Apparently, this is not an uncommon problem.

Once the filter basket is removed, there is a bit of wire that holds down the drain pipe on top of the pump impeller. For most with this problem, taking off the drain pipe reveals that the impeller is jammed by a bit of glass, a pit, hair, or other debris.

Not in my case. The drain pipe is actually not just a pipe, but a gravity/pressure activated ball valve. It exists to prevent backwash from the disposer or sink from entering the washer. That ball valve was entirely clogged with debris.

In particular, there was an olive pit wedge behind the ball valve such that the ball valve was barely opening. This led to bits of food being wedged between ball and pipe, quite effectively clogging the drain pipe. Once fully cleaned, the dishwasher works just fine again.

The real problem is that once there is any kind of problem in the dishwasher that prevents drainage, removing the filter basket causes whatever food bits that haven’t settled into the filter basket to end up falling into the pump intake area.

To avoid this, use a shop vacuum out any standing water (and food) in the bottom of the dishwasher before removing the filter basket.

On the inexcusably stupid front, the dishwasher — like most dishwashers — has a filter basket at the bottom of the dishwasher that is designed to catch bits of food and stuff before it hits the pump. The sump filter basket has a hinged bottom so you can open it up and clean it out periodically.

Unfortunately, the hinge isn’t actually a hinge. Miele’s designers cut a corner and the “hinge” is really just a thin spot connecting the door to the filter basket. Obviously, it is cheaper to make a single injection modeled piece than to actually have a mechanical hinged connection.

Expect the hinge to fail every 3 to 5 years. Replacement cost? $135 as of the spring of 2010.



4 Responses to “Miele Incognito Dishwasher; Just A Bit of Design Stupidity (In An Otherwise Awesome Product)”

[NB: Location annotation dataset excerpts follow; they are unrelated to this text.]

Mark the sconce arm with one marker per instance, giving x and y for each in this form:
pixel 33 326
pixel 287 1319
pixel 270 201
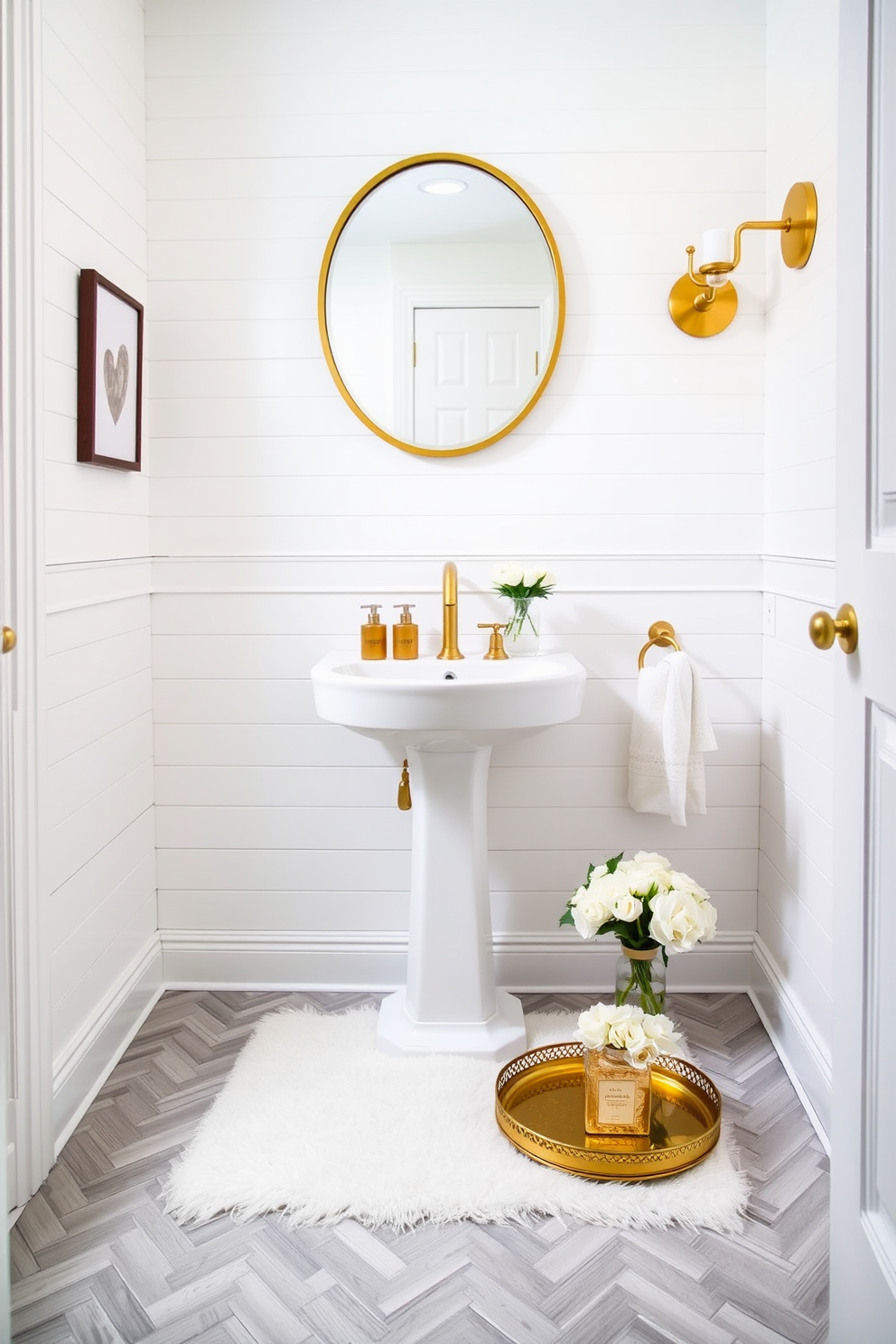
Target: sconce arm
pixel 783 225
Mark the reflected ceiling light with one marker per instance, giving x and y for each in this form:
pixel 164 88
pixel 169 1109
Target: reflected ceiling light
pixel 443 186
pixel 705 303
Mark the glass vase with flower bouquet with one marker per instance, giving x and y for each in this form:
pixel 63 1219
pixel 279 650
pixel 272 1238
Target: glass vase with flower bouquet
pixel 653 910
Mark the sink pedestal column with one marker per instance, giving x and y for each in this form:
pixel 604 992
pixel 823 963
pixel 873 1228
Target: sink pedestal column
pixel 450 1002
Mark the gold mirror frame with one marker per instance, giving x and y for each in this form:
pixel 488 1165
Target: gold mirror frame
pixel 322 302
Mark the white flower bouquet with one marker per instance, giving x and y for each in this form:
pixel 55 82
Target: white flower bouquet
pixel 641 1036
pixel 521 585
pixel 647 905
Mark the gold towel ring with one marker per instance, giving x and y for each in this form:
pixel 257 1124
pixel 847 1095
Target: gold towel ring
pixel 661 633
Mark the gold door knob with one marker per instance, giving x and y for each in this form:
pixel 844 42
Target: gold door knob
pixel 825 628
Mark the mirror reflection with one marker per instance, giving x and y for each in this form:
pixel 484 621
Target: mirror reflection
pixel 441 304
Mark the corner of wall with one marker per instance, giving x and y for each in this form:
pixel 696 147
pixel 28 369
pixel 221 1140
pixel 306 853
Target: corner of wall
pixel 82 1068
pixel 807 1060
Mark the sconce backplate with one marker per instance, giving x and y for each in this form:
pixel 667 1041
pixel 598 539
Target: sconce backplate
pixel 801 209
pixel 711 320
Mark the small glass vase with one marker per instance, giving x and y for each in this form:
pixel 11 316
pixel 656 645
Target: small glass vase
pixel 521 627
pixel 617 1096
pixel 641 979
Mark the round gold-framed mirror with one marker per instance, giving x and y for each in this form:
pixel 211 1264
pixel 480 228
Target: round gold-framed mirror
pixel 441 304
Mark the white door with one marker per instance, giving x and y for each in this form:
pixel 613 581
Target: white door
pixel 474 369
pixel 864 1057
pixel 7 1149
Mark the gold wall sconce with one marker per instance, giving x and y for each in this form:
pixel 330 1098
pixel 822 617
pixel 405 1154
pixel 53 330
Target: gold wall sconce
pixel 705 304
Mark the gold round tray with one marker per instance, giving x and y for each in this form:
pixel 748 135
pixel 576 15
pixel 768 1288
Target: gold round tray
pixel 540 1107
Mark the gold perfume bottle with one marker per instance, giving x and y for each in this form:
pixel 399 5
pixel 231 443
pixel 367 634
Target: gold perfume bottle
pixel 372 633
pixel 405 635
pixel 617 1096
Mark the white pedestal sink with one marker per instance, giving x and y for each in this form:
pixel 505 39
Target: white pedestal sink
pixel 446 716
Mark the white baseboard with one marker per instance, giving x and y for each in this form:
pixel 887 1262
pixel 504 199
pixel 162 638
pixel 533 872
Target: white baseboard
pixel 555 961
pixel 80 1070
pixel 807 1060
pixel 535 963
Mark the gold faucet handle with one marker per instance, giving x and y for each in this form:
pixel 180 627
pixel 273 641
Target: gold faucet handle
pixel 496 643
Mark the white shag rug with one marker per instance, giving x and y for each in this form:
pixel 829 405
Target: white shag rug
pixel 317 1125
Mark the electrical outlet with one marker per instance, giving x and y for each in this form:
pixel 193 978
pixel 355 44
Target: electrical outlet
pixel 769 614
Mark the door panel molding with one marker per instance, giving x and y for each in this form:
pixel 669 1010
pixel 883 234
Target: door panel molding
pixel 22 385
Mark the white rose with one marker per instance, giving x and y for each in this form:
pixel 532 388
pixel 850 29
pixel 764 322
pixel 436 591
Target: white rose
pixel 532 577
pixel 642 856
pixel 628 908
pixel 610 886
pixel 509 574
pixel 681 882
pixel 641 1055
pixel 659 1030
pixel 641 879
pixel 630 1036
pixel 593 1027
pixel 589 913
pixel 678 921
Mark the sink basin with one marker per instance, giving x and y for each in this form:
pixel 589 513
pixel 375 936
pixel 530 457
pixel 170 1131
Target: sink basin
pixel 469 700
pixel 446 716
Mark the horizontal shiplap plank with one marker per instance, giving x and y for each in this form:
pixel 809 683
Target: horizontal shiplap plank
pixel 71 903
pixel 611 535
pixel 77 672
pixel 97 766
pixel 79 836
pixel 332 787
pixel 79 722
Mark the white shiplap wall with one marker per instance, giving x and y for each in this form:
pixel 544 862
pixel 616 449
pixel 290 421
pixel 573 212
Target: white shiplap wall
pixel 98 876
pixel 796 897
pixel 275 514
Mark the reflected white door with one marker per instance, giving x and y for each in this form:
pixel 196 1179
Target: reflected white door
pixel 474 369
pixel 864 1059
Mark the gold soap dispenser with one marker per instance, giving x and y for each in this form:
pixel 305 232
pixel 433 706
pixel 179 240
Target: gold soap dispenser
pixel 372 632
pixel 405 633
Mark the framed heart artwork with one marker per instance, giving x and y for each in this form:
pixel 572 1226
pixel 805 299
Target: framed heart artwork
pixel 110 350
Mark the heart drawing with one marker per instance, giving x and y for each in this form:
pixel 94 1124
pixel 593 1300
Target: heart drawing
pixel 115 375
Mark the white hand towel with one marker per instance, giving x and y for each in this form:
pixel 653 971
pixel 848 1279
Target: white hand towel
pixel 669 733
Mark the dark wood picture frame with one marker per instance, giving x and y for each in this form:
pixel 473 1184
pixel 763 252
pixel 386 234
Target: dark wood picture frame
pixel 110 357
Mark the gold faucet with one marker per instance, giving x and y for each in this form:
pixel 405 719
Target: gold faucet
pixel 449 611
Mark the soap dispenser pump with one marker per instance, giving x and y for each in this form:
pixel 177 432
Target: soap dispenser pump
pixel 372 632
pixel 405 635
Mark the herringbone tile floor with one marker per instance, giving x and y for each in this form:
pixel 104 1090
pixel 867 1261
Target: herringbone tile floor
pixel 96 1260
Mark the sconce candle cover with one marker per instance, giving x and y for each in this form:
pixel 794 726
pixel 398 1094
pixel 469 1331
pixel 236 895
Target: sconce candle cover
pixel 716 247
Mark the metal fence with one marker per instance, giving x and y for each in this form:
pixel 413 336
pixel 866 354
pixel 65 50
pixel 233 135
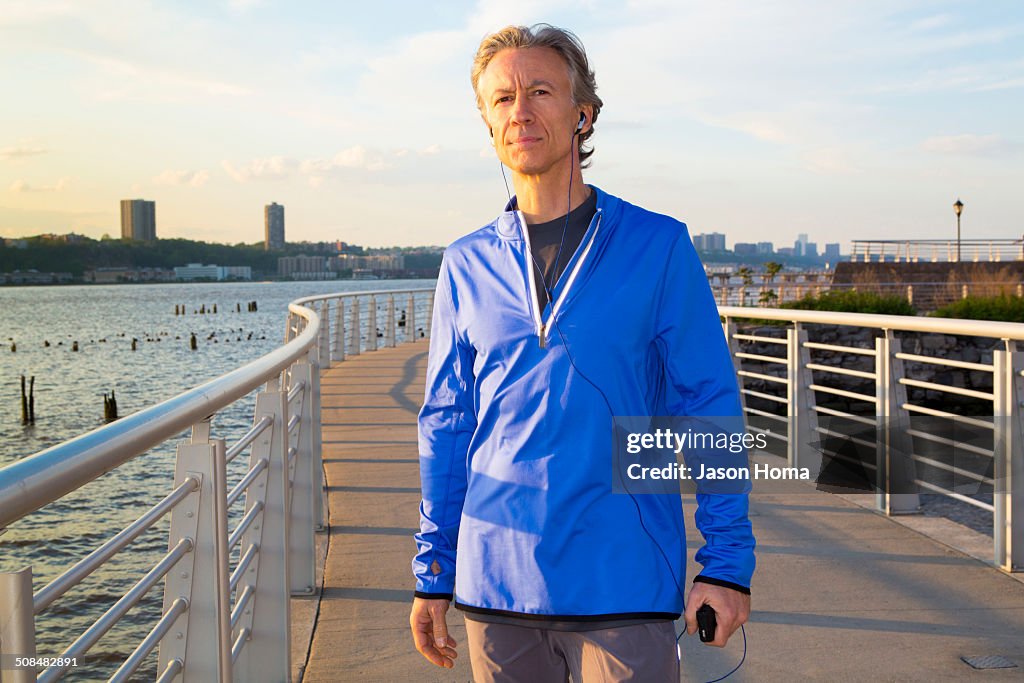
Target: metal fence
pixel 225 592
pixel 914 251
pixel 786 381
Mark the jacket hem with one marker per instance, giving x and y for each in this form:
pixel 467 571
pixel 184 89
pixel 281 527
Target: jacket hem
pixel 721 582
pixel 566 617
pixel 433 596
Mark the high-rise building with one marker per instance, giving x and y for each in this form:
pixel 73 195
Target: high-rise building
pixel 709 242
pixel 273 226
pixel 138 220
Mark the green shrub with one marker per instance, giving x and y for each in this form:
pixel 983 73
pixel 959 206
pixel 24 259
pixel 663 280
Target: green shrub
pixel 852 301
pixel 1004 307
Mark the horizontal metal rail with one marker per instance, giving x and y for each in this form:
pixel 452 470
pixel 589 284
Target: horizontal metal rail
pixel 163 627
pixel 247 480
pixel 248 437
pixel 951 416
pixel 244 525
pixel 120 608
pixel 955 496
pixel 944 388
pixel 760 376
pixel 840 349
pixel 243 565
pixel 52 591
pixel 844 392
pixel 980 478
pixel 840 371
pixel 847 416
pixel 931 359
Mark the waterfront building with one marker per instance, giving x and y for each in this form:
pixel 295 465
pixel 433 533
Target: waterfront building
pixel 138 220
pixel 217 272
pixel 273 226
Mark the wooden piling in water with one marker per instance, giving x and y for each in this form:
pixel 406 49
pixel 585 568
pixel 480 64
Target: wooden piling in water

  1. Andrew from San Marino says:

    found your blog when looking for a part for our Miele Incognito dishwasher. We had similar problem with the washer stopping. Found it is it the detergent we used that came in a plastic wrapper that was supposed to dissolve. The plastic or whatever material that Cascade comes in doesn’t dissolve completely and gums up the Miele. We switched to Finish detergent which is a hard tablet without any pouch or plastic looking wrapper and the problem stopped. Our miele works like new.

  2. anna mason says:

    I found your site because I was looking for a solution to the same problem – the ‘inexcusably stupid’ design – the ‘hinge that is not a hinge’ on the filter basket. I can’t believe that such a great company as Miele would have allowed such an oversight. Anyway, I bought a replacement, but about a year later the new hinge also failed. We have lived with a tiny duct-tape strip that holds the lid of the hinge to the basket part. This worked for a long time, but I recently found the strip of tape lodged in one of the rinse arms. So, not a good long-term solution.
    Right now my husband is going to try fishing line; he will make a tiny hole in the basket and then secure the hinge with a knot -heated to secure it (using a flame?)
    I am hoping this works. If not, then I guess it’s another $150 .
    If anyone has a better idea, I want to know about it.

  3. Oak Brook says:

    we face the exact same problem. Except that ours fails every year. That means a new part, labor expense and an out of commission dish washer for month. Miele refuses to acknowledge the problem and makes us pay each time.

  4. Cathy J says:

    I have 2 dishwashers in my kitchen. Both hinges have failed on both dishwashers. I have not replaced them. I just put them back on as if there is a hinge and it clicks in to position with no problem. You can hold it upside down and it is locked in tight–it’s not going anywhere. Just take notice of how it is seated so you can put it back on the same way.